A 1968 New York Times book review of The Cancer Ward, entitled “A Diseased Body Politic,” correctly identified the true subject matter of Solzhenitsyn’s story.
http://www.nytimes.com/books/98/03/01/home/solz-cancer.html
But the review couldn’t have been more mistaken in its opinion of the impact the novel would have.
“Clearly Solzhenitsyn believes in the power of literature to exorcise Stalinism. Vain as this hope may be, it has inextricably bound a great writer to his great, and perhaps his only subject.”

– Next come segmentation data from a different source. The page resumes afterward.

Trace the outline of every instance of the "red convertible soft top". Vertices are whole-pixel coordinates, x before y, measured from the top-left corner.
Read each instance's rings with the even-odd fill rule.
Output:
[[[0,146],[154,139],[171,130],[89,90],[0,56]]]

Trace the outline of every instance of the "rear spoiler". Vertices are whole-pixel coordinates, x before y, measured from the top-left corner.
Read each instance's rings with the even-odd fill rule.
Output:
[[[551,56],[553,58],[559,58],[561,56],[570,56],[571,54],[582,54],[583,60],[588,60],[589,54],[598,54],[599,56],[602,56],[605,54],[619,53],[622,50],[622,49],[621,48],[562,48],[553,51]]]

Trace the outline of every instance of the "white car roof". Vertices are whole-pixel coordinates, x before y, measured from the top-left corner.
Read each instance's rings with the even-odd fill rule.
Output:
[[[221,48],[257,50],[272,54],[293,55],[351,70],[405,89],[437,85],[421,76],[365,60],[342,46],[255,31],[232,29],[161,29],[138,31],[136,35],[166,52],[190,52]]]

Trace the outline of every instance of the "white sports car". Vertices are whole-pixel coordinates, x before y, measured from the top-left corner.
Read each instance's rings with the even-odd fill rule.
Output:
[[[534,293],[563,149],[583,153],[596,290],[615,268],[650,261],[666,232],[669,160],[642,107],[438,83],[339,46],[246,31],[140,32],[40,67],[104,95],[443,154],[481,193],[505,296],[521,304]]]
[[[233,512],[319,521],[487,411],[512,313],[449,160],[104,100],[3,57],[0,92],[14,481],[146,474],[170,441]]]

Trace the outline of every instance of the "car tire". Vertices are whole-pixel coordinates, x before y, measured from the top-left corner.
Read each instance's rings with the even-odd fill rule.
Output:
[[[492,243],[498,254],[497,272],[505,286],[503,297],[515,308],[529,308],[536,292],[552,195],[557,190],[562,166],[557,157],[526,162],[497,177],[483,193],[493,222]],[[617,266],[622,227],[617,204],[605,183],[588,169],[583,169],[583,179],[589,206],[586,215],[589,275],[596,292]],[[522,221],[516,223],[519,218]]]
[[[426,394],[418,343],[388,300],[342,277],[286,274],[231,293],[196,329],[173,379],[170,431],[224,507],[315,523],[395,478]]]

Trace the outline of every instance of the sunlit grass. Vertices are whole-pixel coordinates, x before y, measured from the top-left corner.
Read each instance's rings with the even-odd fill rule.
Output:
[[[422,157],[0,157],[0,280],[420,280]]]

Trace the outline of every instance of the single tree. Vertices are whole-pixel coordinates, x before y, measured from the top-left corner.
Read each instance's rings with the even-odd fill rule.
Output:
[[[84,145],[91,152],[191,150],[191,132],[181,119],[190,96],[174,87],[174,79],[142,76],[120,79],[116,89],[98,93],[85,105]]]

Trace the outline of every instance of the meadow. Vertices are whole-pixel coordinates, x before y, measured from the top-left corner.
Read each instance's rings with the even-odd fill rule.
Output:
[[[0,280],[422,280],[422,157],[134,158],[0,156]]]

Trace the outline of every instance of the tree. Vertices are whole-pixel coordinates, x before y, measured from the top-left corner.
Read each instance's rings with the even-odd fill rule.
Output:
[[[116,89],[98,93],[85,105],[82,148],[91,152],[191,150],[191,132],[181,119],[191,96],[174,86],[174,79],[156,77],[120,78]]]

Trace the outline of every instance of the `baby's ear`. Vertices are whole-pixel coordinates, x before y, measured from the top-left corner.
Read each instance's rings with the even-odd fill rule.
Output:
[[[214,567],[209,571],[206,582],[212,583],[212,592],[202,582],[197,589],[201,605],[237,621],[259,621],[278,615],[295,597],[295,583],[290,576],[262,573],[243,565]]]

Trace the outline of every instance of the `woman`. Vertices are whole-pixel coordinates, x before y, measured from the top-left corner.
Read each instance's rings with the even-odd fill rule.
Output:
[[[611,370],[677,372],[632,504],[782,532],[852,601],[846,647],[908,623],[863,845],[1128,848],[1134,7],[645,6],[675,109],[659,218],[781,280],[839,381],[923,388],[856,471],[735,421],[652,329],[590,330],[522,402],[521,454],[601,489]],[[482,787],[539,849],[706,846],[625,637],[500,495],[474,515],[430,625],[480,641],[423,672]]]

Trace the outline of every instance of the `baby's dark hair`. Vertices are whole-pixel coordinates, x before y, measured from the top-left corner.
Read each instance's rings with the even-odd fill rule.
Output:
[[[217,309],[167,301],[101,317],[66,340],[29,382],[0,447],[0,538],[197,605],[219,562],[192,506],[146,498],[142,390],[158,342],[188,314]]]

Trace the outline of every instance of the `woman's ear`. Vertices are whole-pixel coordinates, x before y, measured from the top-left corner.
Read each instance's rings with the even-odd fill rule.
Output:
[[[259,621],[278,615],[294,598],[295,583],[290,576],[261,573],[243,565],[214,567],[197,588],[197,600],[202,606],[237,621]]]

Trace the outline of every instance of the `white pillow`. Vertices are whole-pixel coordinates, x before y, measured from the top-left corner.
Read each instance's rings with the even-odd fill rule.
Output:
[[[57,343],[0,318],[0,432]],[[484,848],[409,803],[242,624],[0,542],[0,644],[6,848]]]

Pace New York Times, it was precisely the power of Aleksandr Solzhenitsyn’s literature—One Day in the Life of Ivan Denisovich; The First Circle; The Gulag Archipelago; and The Cancer Ward—that began the decades-long exorcism of Leninism and Stalinism from Russia. The Cancer Ward challenged tyranny in the same way Dr. Fitzhugh Mullan challenged cancer and in the same way that America challenged the brutal authoritarianism of Saddam Hussein’s Iraq: by replacing fear with hope.
May hope thrive, and may health and liberty follow.